The more downbeat view comes after Kamieth earlier this year continued his predecessor’s push to cut more than 2 billion euros in annual costs in Europe, as the industrial outlook for Germany worsens.
This week, plans emerged at German car giant Volkswagen to shut three plants in Germany and a worsening business outlook in Europe’s largest economy has piled pressure on Chancellor Olaf Scholz’s coalition government.
BASF also posted a 5% increase in third-quarter operating earnings as gains in precursor chemicals for plastics and ammonia outweighed a slump at its agriculture unit, underscoring mixed fortunes for businesses that the CEO plans to separate.
Quarterly adjusted EBITDA came in at 1.62 billion euros ($1.75 billion), slightly below the average analyst estimate of 1.67 billion posted on the company’s website.

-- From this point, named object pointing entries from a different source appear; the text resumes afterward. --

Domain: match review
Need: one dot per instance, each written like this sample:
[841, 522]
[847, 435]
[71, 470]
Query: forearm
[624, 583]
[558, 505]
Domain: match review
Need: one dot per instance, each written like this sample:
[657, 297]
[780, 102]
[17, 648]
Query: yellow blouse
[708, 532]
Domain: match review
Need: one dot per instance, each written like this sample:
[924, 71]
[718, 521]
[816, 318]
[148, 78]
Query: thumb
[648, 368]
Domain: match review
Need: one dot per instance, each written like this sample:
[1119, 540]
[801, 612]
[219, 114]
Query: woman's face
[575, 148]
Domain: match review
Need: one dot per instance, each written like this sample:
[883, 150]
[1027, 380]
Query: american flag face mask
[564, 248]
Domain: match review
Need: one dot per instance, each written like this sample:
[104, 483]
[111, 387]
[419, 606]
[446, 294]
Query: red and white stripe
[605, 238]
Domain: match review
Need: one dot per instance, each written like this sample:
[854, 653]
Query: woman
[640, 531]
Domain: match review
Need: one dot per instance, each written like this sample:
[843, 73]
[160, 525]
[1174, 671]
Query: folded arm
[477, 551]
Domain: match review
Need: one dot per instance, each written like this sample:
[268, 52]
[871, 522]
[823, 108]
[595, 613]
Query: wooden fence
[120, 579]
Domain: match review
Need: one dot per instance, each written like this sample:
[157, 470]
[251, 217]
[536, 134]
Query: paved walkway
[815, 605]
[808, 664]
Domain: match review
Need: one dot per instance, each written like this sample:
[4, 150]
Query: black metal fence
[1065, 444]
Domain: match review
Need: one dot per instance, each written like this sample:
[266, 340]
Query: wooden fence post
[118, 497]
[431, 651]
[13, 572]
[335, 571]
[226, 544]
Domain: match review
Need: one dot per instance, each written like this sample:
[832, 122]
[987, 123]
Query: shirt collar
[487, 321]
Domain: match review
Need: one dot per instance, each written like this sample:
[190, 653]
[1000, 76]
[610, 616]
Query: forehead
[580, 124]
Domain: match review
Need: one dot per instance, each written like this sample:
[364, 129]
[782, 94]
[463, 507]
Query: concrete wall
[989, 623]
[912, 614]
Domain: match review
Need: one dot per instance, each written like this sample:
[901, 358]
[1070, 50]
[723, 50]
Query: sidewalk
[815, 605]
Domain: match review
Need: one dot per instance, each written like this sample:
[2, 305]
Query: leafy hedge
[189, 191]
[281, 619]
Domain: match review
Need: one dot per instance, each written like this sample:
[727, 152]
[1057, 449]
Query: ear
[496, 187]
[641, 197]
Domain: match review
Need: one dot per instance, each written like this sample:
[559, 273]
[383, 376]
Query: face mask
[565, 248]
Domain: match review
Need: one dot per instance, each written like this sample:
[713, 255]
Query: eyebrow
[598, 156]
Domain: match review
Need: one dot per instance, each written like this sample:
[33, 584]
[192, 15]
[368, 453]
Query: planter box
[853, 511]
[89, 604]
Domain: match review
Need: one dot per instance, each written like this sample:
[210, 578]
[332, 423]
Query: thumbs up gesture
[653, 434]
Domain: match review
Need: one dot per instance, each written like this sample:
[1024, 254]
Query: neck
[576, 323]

Kamieth, at the helm since April, is preparing a partial listing of the agricultural chemicals business and is considering new ownership options for the coatings division.
As part of the revamp, BASF is also separating its battery chemicals and catalytic converter businesses from the rest of the organisation so that they can be managed more autonomously.
Kamieth has dubbed the remaining divisions, which are highly integrated thanks to a shared technical infrastructure, BASF’s “core businesses” and he said on Wednesday that they had a positive earnings momentum in the quarter.